= Avtar Lit =

British businessman (1950–2023)

Avtar Singh Lit (7 April 1950 – 27 June 2023) was a British businessman who was the owner and chairman of Sunrise Radio Group. He was listed by AIM magazine as one of the "20 most powerful Asians in British media" in 2005, and was said to have amassed a big personal fortune. He was declared bankrupt by the High Court in 2014, having lost five companies which went into administration.

==Political ambitions==
Avtar Lit stood unsuccessfully as an Independent candidate for the Ealing Southall parliamentary constituency in the 2001 General Election, finishing third of nine candidates, with 12.3% of the vote. Sunrise Radio carried extracts from an interview with him in advance of this, contrary to section 90(2)(b) of the Broadcasting Act 1990; the Radio Authority (now Ofcom) fined Sunrise Radio £10,000. Avtar Lit's son, Surinderpal Singh Lit, commonly known as Tony Lit, stood, also unsuccessfully, as a candidate in the 2007 Ealing Southall by-election as the Conservative candidate, also finishing third.

==Controversy==
In 2011, it was reported in The Guardian that £160,000 donated by Sunrise Radio listeners in support of victims of the 2004 Indian Ocean earthquake and tsunami and 2005 Kashmir earthquake was not spent on the victims as had been intended with the campaign, but "left dormant in a bank account for almost seven years", it being judged by the Charities Commission that although there was "no evidence to suggest that the funds were at risk of misapplication", the account's trustees "did not act appropriately", and had "failed to provide a sufficient satisfactory explanation or provide evidence to give reason for their delay". The money was subsequently given to two registered charities working in the affected areas. Virendra Sharma, Labour MP for Ealing and Southall, demanded that an explanation be provided by the trustees. A spokesman for the Disasters Emergency Committee, whilst supporting the trustees' "good intentions", observed that these were not enough and a "clear plan and procedures to ensure you will be able to spend the money you raise in a timely, effective and transparent fashion" were required in such circumstances.

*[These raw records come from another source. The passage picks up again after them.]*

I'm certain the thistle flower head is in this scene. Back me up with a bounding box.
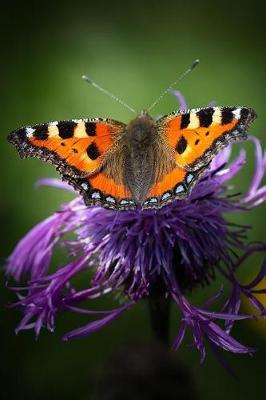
[6,94,266,361]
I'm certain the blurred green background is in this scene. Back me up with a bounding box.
[1,0,265,399]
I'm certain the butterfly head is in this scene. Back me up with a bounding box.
[126,112,155,146]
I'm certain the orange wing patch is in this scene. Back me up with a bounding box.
[148,166,186,197]
[65,172,136,210]
[142,165,204,209]
[8,118,125,177]
[158,107,256,171]
[89,172,130,199]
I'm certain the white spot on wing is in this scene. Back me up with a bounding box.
[26,127,35,137]
[233,108,241,120]
[186,173,194,184]
[47,123,59,137]
[212,108,221,124]
[91,191,101,199]
[187,112,199,129]
[73,121,87,138]
[81,182,89,191]
[106,196,116,203]
[162,192,171,201]
[175,185,185,194]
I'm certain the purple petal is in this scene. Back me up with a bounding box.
[239,136,266,207]
[199,309,252,321]
[62,302,133,341]
[234,243,266,272]
[205,321,255,354]
[172,321,187,351]
[191,320,206,362]
[6,214,65,281]
[223,284,242,333]
[210,146,232,171]
[242,291,266,316]
[171,90,188,110]
[214,149,246,184]
[36,178,75,192]
[13,254,92,336]
[246,136,265,196]
[244,259,266,289]
[64,304,126,315]
[5,195,88,281]
[201,286,224,309]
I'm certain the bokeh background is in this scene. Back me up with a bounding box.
[1,0,265,399]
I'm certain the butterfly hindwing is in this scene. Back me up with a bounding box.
[157,106,256,171]
[65,173,136,210]
[8,118,126,178]
[143,165,206,209]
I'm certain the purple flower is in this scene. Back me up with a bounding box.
[6,94,266,361]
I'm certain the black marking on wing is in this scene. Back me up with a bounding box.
[87,142,100,160]
[186,107,256,171]
[32,124,49,140]
[240,107,251,123]
[197,108,214,128]
[11,127,26,140]
[57,121,77,139]
[181,113,190,129]
[221,107,235,125]
[189,130,246,171]
[85,122,96,136]
[176,136,187,154]
[8,126,84,178]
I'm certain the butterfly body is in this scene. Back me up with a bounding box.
[8,106,256,210]
[122,113,161,203]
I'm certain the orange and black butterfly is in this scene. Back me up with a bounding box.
[8,106,256,210]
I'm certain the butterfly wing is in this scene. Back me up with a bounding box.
[8,118,125,177]
[157,106,256,171]
[8,118,136,210]
[143,165,206,208]
[142,106,256,208]
[65,172,136,210]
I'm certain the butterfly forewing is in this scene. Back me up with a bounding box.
[8,118,125,177]
[157,106,256,171]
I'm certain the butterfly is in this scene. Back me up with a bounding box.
[8,106,256,210]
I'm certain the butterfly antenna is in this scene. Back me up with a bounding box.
[82,75,136,115]
[146,59,200,113]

In 2007, Lit was embroiled in what Joan Ryan, Labour MP and vice-chair, called "breathtaking and naked Tory opportunism" in the course of "David Cameron's personal intervention to overrule local Tories and appoint a candidate"; The Guardian reported that Lit's son, Tony, Cameron's "star candidate" viewed as "a new type of Tory: young, successful, metropolitan" and who, it was hoped, would "deliver a blow to Gordon Brown by winning the contest", attended with his family a farewell dinner for Tony Blair at the cost of £4,800- spending an additional £4,000 in a bid for "a weekend trip to Atlanta, the highlight of which was two seats at a dinner with Hillary Clinton"- despite being announced as the Conservative candidate for the Ealing Southall by-election the next week. The Labour party released photographs of Lit and Blair, and made it known that the £4,000 bid had not been paid, questioning whether this was due to the fact that "the Lits wanted to avoid all this coming out in the run-up to the election".

==Personal life and death==
Lit was born on 7 April 1950. He lived in Osterley, in a house estimated to be worth £2.5 million- sold in 2022 for £3,650,000- and was a father of 5.

Lit died on 27 June 2023, at the age of 73.